Gem is also available as one component of the fungicide Adament. Adament is a mixture of two fungicides – Gem and the SI Elite. For leaf spot control, the Elite component of Adament would be essentially ineffective. Thus, Adament would be most effective when used at a timing where American brown rot control is also needed. It is also critical to use a rate of Adament that ensures that the Gem component is at a rate sufficient for leaf spot control. Adament at the 6 oz/A rate is equivalent to 3 fl oz Gem + 3.3 oz Elite. Adament at the 8 oz rate is equivalent to 4 fl oz Gem + 4.4 oz Elite. Adament should also be tank-mixed with Captan for resistance management.
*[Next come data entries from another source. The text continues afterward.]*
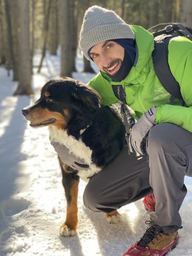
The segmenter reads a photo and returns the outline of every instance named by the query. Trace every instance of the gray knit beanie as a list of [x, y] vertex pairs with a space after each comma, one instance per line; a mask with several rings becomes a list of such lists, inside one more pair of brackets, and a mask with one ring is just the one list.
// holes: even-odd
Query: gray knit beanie
[[92, 60], [89, 55], [89, 50], [98, 43], [134, 38], [130, 26], [113, 11], [97, 5], [86, 11], [80, 32], [79, 46], [88, 60]]

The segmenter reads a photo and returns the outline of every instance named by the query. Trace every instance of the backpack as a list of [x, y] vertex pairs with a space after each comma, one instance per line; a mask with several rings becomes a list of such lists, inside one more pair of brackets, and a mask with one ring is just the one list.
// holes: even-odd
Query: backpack
[[[164, 27], [165, 25], [167, 25]], [[163, 28], [159, 29], [163, 27]], [[168, 44], [173, 37], [185, 36], [192, 41], [192, 29], [181, 23], [161, 23], [149, 28], [154, 37], [154, 50], [152, 53], [156, 74], [165, 89], [170, 93], [169, 103], [175, 98], [184, 100], [182, 97], [179, 83], [171, 73], [168, 63]], [[125, 92], [122, 85], [112, 85], [116, 97], [126, 103]]]
[[[165, 25], [167, 25], [164, 27]], [[161, 27], [164, 27], [159, 29]], [[157, 29], [158, 28], [158, 29]], [[148, 30], [154, 37], [154, 50], [152, 53], [154, 67], [156, 76], [165, 89], [170, 93], [169, 103], [171, 104], [177, 98], [185, 101], [182, 98], [179, 83], [171, 73], [168, 63], [168, 44], [172, 38], [175, 36], [185, 36], [192, 41], [192, 29], [181, 23], [158, 24]], [[127, 142], [132, 127], [134, 124], [133, 117], [129, 109], [126, 108], [126, 94], [125, 88], [122, 85], [112, 85], [115, 96], [122, 102], [122, 113], [123, 115], [126, 130], [125, 138]]]

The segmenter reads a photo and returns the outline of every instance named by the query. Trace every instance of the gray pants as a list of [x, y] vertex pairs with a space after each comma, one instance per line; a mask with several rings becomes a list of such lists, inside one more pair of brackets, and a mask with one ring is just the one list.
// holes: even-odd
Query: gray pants
[[150, 129], [147, 148], [149, 158], [141, 158], [128, 155], [125, 148], [89, 181], [84, 203], [92, 211], [110, 212], [149, 194], [152, 187], [156, 205], [151, 219], [171, 234], [181, 226], [185, 175], [192, 177], [192, 133], [160, 124]]

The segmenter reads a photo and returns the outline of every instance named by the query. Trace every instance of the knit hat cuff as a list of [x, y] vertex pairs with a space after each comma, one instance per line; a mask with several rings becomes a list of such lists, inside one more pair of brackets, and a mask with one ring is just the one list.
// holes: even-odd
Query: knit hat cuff
[[101, 42], [118, 38], [135, 38], [134, 33], [129, 25], [122, 23], [95, 27], [83, 34], [80, 38], [79, 46], [85, 57], [91, 61], [92, 60], [88, 54], [91, 48]]

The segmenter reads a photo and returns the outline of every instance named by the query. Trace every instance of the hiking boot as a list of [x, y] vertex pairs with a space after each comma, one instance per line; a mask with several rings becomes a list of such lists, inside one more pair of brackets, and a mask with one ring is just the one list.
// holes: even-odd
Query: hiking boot
[[167, 235], [153, 220], [146, 223], [149, 227], [142, 237], [123, 256], [164, 256], [176, 246], [179, 239], [177, 231]]
[[146, 211], [153, 212], [155, 210], [156, 199], [153, 193], [145, 196], [142, 202]]

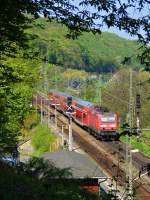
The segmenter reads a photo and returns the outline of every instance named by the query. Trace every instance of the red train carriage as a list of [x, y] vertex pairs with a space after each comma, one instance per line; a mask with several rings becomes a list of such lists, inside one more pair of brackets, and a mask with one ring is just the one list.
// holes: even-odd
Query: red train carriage
[[67, 99], [72, 98], [72, 108], [75, 111], [73, 119], [99, 139], [118, 138], [118, 115], [95, 104], [69, 96], [62, 92], [50, 91], [48, 98], [51, 105], [57, 105], [62, 112], [68, 109]]

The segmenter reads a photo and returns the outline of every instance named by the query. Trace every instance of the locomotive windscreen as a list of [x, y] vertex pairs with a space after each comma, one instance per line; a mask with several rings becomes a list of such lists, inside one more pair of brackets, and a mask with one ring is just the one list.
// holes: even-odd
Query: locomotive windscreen
[[115, 115], [102, 115], [100, 118], [101, 122], [115, 122]]

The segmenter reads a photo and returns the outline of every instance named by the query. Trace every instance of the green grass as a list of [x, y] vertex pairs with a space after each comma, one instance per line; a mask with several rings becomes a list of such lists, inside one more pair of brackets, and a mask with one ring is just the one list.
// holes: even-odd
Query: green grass
[[40, 156], [49, 151], [50, 144], [56, 140], [56, 136], [45, 124], [38, 125], [30, 132], [30, 135], [34, 148], [33, 156]]
[[[122, 136], [121, 141], [125, 142], [126, 137]], [[143, 131], [140, 141], [137, 141], [136, 136], [132, 136], [131, 145], [135, 149], [143, 152], [146, 156], [150, 156], [150, 131]]]

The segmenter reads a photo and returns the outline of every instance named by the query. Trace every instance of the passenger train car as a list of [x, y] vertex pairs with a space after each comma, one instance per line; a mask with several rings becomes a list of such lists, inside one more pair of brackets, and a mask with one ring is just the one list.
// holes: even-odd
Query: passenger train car
[[[71, 99], [70, 105], [68, 105], [69, 98]], [[97, 139], [116, 140], [118, 138], [117, 113], [54, 90], [48, 93], [48, 99], [51, 105], [57, 106], [57, 109], [64, 114], [71, 108], [73, 110], [73, 120], [88, 129]]]

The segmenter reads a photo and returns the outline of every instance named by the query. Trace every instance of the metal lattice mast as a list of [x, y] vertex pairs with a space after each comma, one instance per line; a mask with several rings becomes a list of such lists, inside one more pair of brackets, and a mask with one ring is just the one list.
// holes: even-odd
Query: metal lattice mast
[[131, 135], [133, 132], [133, 115], [134, 115], [134, 98], [133, 98], [133, 74], [130, 69], [130, 88], [129, 88], [129, 134], [126, 135], [126, 179], [127, 179], [127, 200], [133, 199], [133, 184], [132, 184], [132, 152], [131, 147]]

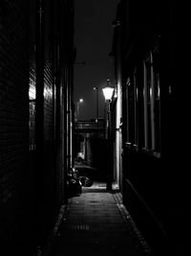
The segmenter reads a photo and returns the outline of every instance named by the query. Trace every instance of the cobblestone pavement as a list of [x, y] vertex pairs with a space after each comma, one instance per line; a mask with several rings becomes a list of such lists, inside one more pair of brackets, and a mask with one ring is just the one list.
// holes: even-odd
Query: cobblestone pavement
[[117, 193], [107, 192], [104, 184], [83, 188], [60, 217], [50, 243], [49, 256], [151, 255], [138, 236]]

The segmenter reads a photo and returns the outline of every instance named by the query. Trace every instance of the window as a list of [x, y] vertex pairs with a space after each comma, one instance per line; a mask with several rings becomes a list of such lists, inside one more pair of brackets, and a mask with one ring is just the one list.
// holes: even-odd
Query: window
[[149, 53], [143, 61], [144, 86], [144, 148], [159, 151], [160, 149], [160, 87], [159, 49]]

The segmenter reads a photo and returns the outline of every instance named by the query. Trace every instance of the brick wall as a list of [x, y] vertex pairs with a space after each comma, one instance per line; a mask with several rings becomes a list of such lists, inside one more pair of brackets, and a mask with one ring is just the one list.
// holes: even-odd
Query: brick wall
[[29, 150], [27, 1], [0, 4], [0, 244], [21, 234]]
[[[46, 12], [41, 52], [36, 15], [37, 6], [42, 3]], [[65, 92], [72, 80], [66, 78], [61, 66], [67, 65], [66, 53], [73, 55], [73, 46], [64, 43], [66, 38], [73, 37], [70, 28], [73, 23], [68, 17], [63, 19], [63, 13], [71, 3], [51, 0], [0, 3], [0, 254], [3, 251], [3, 255], [26, 255], [26, 249], [27, 255], [33, 255], [35, 245], [43, 243], [53, 227], [63, 200], [63, 178], [67, 172], [64, 105], [70, 97]], [[61, 20], [67, 23], [63, 27]], [[40, 65], [39, 59], [43, 59]], [[39, 84], [43, 87], [40, 90], [43, 109], [39, 109], [36, 97]], [[41, 119], [37, 111], [42, 111]], [[36, 127], [41, 125], [39, 137]]]

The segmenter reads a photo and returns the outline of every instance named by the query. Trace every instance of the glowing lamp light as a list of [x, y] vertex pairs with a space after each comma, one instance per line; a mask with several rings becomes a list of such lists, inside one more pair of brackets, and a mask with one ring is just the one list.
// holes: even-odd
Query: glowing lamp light
[[112, 97], [113, 97], [113, 94], [114, 94], [114, 88], [111, 87], [111, 86], [106, 86], [102, 89], [103, 91], [103, 95], [105, 97], [105, 100], [106, 101], [111, 101], [112, 100]]

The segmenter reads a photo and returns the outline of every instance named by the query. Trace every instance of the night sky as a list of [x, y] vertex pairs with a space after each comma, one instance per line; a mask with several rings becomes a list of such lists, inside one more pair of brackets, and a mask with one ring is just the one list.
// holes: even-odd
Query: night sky
[[[112, 50], [113, 28], [119, 0], [74, 0], [74, 104], [79, 105], [78, 119], [96, 117], [96, 92], [98, 87], [99, 117], [104, 113], [102, 87], [109, 78], [114, 80]], [[81, 62], [85, 61], [85, 65]]]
Syllit (dodine), at 24 to 27 fl oz per acre, is an excellent leaf spot material. In a survey conducted in 2007, we did not isolate strains of the leaf spot fungus that were resistant to Syllit. However, experience tells us that Syllit is a fungicide that is resistance-prone, so, Syllit should also be tank-mixed with Captan as a resistance management strategy to prevent any buildup of dodine resistance. Also, Syllit is not as effective in controlling powdery mildew or brown rot, so Syllit is best used as a second or third cover sprays in a tank mix with Captan. The current Syllit label indicates an incompatibility with Captan, but these fungicides can be tank-mixed and a revised label indicating this is planned for 2011.
Copper has proven be a highly effective fungicide for cherry leaf spot control. Results from several years of experiments consistently show that cherry leaf spot treatments utilizing one, two or three cover sprays of copper sulfate (1.2 lbs metallic Cu per acre) provided excellent cherry leaf spot control equivalent to or better than standard programs using conventional fungicides, such as strobilurins. Successful efficacy of copper compounds aids both conventional growers, as copper extends the life of traditional fungicides, and organic growers because copper is the only viable option for disease control in tart cherry. The only detriment to copper use is the potential for phytotoxicity effects to tart cherry trees.
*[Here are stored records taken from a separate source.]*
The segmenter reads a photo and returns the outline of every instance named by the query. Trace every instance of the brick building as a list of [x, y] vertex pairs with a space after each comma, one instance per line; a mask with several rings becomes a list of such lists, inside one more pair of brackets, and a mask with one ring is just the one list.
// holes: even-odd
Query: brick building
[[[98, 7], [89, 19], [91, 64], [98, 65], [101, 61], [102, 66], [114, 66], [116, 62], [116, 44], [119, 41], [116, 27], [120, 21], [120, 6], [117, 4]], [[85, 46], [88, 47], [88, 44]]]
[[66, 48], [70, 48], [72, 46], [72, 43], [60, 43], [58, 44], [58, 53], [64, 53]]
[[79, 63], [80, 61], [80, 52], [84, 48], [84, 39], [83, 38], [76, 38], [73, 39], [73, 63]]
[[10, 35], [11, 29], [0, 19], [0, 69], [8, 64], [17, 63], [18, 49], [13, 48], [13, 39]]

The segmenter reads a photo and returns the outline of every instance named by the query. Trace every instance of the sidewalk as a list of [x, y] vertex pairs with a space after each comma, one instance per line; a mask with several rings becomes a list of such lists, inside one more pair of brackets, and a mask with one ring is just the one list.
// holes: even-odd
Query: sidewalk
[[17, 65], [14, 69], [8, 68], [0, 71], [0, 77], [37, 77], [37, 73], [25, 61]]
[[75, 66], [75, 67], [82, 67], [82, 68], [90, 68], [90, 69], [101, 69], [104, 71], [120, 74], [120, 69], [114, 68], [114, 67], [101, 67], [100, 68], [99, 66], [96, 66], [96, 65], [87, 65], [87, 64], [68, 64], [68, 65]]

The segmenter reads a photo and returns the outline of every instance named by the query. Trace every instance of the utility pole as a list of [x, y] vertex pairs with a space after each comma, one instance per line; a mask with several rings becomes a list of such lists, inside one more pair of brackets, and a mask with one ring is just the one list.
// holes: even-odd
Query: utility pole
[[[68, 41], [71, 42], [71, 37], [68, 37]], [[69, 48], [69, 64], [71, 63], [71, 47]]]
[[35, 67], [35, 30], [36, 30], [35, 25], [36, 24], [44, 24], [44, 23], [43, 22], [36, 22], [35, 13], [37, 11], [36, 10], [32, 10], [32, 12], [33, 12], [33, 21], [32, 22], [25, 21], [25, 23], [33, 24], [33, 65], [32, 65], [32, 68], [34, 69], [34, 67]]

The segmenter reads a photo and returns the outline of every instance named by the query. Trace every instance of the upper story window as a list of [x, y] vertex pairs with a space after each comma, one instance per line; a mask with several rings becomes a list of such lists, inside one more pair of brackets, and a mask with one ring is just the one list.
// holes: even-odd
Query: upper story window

When copper compounds are applied to tart cherry trees in advance of hot, dry weather, the trees can exhibit phytotoxicity symptoms such as bronzing on the undersides of leaves, large yellow and brown blotches on the upper surface of a few leaves, or blackening of veins on the undersides of leaves. In severe cases, copper phytotoxicity can also cause leaf defoliation. Thus, the second and third cover timings are good for copper use if temperatures are not projected to remain above 80°F for several days. However, we have been trying to quantify the phytotoxicity of copper use for many years, and we have not been successful in showing the potential impacts of multiple copper sprays in hot conditions. Adding lime to the tank can help minimize phytotoxicity in hot conditions. Growers should also remember that the copper and lime combination in a tank will render Imidan ineffectual due to the lime component.
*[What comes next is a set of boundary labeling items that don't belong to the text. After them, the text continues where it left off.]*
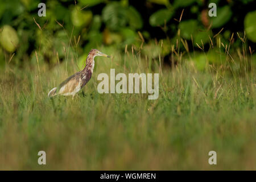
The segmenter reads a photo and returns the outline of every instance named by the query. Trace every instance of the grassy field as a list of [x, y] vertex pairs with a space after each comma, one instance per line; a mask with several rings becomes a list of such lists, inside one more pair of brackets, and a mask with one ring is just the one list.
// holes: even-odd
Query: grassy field
[[[96, 59], [84, 94], [73, 100], [51, 100], [47, 93], [79, 70], [75, 63], [49, 68], [39, 57], [34, 66], [6, 64], [0, 73], [0, 169], [256, 169], [256, 74], [250, 56], [234, 55], [233, 63], [207, 63], [199, 71], [193, 56], [178, 56], [171, 68], [144, 55], [101, 50], [112, 59]], [[158, 99], [99, 94], [97, 76], [110, 68], [160, 72]], [[46, 166], [38, 164], [40, 150]], [[211, 150], [215, 166], [208, 164]]]

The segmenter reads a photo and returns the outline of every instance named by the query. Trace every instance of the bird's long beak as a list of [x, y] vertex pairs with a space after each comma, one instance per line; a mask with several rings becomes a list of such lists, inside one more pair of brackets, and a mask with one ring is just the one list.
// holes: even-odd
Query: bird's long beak
[[100, 55], [101, 56], [104, 56], [104, 57], [110, 57], [110, 56], [108, 56], [108, 55], [107, 55], [106, 54], [105, 54], [105, 53], [102, 53], [102, 52], [100, 53]]

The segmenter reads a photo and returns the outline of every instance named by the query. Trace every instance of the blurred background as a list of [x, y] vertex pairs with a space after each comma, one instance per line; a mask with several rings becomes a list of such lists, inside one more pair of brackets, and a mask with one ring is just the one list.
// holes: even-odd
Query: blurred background
[[[76, 60], [81, 68], [86, 53], [92, 48], [100, 49], [104, 46], [109, 52], [124, 51], [126, 47], [130, 50], [131, 45], [138, 49], [142, 43], [144, 46], [143, 52], [158, 59], [159, 47], [156, 45], [160, 40], [163, 43], [162, 55], [165, 66], [171, 66], [171, 47], [176, 46], [179, 34], [190, 49], [196, 51], [199, 49], [197, 43], [208, 48], [209, 35], [213, 36], [222, 28], [217, 36], [224, 44], [230, 41], [231, 51], [242, 45], [239, 39], [230, 40], [232, 33], [237, 36], [238, 32], [243, 37], [245, 32], [248, 39], [247, 47], [250, 46], [253, 52], [256, 42], [254, 1], [1, 1], [0, 67], [4, 67], [10, 57], [12, 64], [21, 66], [24, 62], [36, 63], [34, 51], [40, 50], [42, 60], [50, 67], [66, 57]], [[40, 2], [46, 5], [46, 17], [38, 15], [40, 9], [38, 6]], [[210, 18], [208, 15], [208, 6], [210, 2], [217, 5], [217, 17]], [[72, 48], [68, 50], [67, 56], [65, 49], [68, 49], [69, 45]], [[185, 49], [182, 44], [180, 48], [181, 51]], [[210, 55], [210, 52], [208, 55]], [[195, 59], [200, 60], [200, 56]], [[215, 59], [212, 57], [209, 58], [210, 62]], [[212, 61], [218, 63], [217, 60]], [[197, 65], [197, 67], [201, 66]]]

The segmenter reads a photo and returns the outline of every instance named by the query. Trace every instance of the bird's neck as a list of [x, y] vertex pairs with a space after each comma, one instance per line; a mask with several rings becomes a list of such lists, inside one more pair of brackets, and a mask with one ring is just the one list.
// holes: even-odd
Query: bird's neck
[[93, 72], [94, 68], [94, 56], [92, 55], [88, 55], [86, 59], [86, 64], [84, 67], [83, 71], [85, 71], [88, 69], [90, 69], [92, 73]]

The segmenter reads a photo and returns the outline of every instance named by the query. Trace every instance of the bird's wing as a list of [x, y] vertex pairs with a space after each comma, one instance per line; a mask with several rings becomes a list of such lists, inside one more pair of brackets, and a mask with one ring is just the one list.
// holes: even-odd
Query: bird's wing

If leaf spot infections are visible in orchards at harvest or if weather is highly conducive to infection events during harvest, we continue to suggest that chlorothalonil (Bravo) is the only real option for post-harvest cherry leaf spot sprays. At the timings it can be used – before shuck split and post-harvest – Bravo is the resistance management, or prevention, fungicide of choice because using it reduces the number of applications of other at-risk materials.